Top 10 most disastrous software bugs
Introduction
A bug is a fault or flaw in software that causes it to behave unexpectedly or produce incorrect results. A bug alters the behavior of the software, and the software does not function as expected. Bugs can be functional, behavioral, or cosmetic. Any deviation from the user story, any glitch in the UI, or if the software does not function as intended by the developer, then it is termed a bug.
A bug can cause malfunction. A bug could occur due to multiple reasons like coding errors, inadequate understanding of the requirement, miscommunication between teams, misunderstanding the requirements and designs, the complexity of code, design, architecture, and changes in the environment, etc. They are generally found during the testing phase.

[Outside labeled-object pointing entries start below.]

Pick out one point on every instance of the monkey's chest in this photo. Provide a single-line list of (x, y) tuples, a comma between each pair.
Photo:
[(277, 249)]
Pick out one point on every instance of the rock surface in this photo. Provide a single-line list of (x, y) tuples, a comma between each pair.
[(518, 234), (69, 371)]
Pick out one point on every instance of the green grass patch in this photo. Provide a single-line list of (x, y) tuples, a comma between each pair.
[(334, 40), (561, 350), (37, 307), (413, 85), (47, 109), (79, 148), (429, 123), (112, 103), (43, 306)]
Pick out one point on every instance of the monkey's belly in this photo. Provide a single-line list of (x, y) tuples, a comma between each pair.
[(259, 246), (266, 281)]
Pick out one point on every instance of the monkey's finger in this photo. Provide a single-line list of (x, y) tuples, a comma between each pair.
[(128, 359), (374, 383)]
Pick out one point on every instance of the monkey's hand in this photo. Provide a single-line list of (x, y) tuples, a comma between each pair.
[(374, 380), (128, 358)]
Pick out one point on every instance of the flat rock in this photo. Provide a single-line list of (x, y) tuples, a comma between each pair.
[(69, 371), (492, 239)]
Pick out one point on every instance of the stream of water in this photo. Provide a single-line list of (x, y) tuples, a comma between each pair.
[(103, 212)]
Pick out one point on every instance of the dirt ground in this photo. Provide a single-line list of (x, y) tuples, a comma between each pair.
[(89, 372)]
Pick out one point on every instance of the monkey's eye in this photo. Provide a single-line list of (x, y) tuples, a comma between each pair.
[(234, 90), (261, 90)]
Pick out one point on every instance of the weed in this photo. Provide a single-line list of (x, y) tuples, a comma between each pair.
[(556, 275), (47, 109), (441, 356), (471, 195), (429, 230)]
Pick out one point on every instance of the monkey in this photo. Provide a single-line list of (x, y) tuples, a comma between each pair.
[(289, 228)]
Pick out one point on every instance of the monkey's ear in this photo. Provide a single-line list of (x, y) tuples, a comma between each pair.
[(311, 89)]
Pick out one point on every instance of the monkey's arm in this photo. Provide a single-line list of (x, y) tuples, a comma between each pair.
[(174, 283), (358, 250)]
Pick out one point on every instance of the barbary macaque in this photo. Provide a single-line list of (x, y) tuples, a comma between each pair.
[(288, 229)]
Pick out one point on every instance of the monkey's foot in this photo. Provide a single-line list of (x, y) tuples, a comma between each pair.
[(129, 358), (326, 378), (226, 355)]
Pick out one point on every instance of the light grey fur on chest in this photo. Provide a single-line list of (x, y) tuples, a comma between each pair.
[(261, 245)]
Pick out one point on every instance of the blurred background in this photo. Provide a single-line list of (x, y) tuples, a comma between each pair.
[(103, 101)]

Failing to address bugs early in the development process can lead to significantly increased costs. As bugs go unnoticed, they can affect more parts of the code, making them harder and more time-consuming to fix later on. This not only increases development costs but also disrupts the workflow, reducing overall productivity. Moreover, bugs that make it to the final product can result in customer dissatisfaction, negative reviews, and loss of trust... that in most normal cases. What if two additional factors were added? Billions of dollars, and human lives at stake. A real recipe for disaster, isn't it? Here are the Top 10 most disastrous software bugs.
#10 - AT&T long-distance network crash [Telecommunications]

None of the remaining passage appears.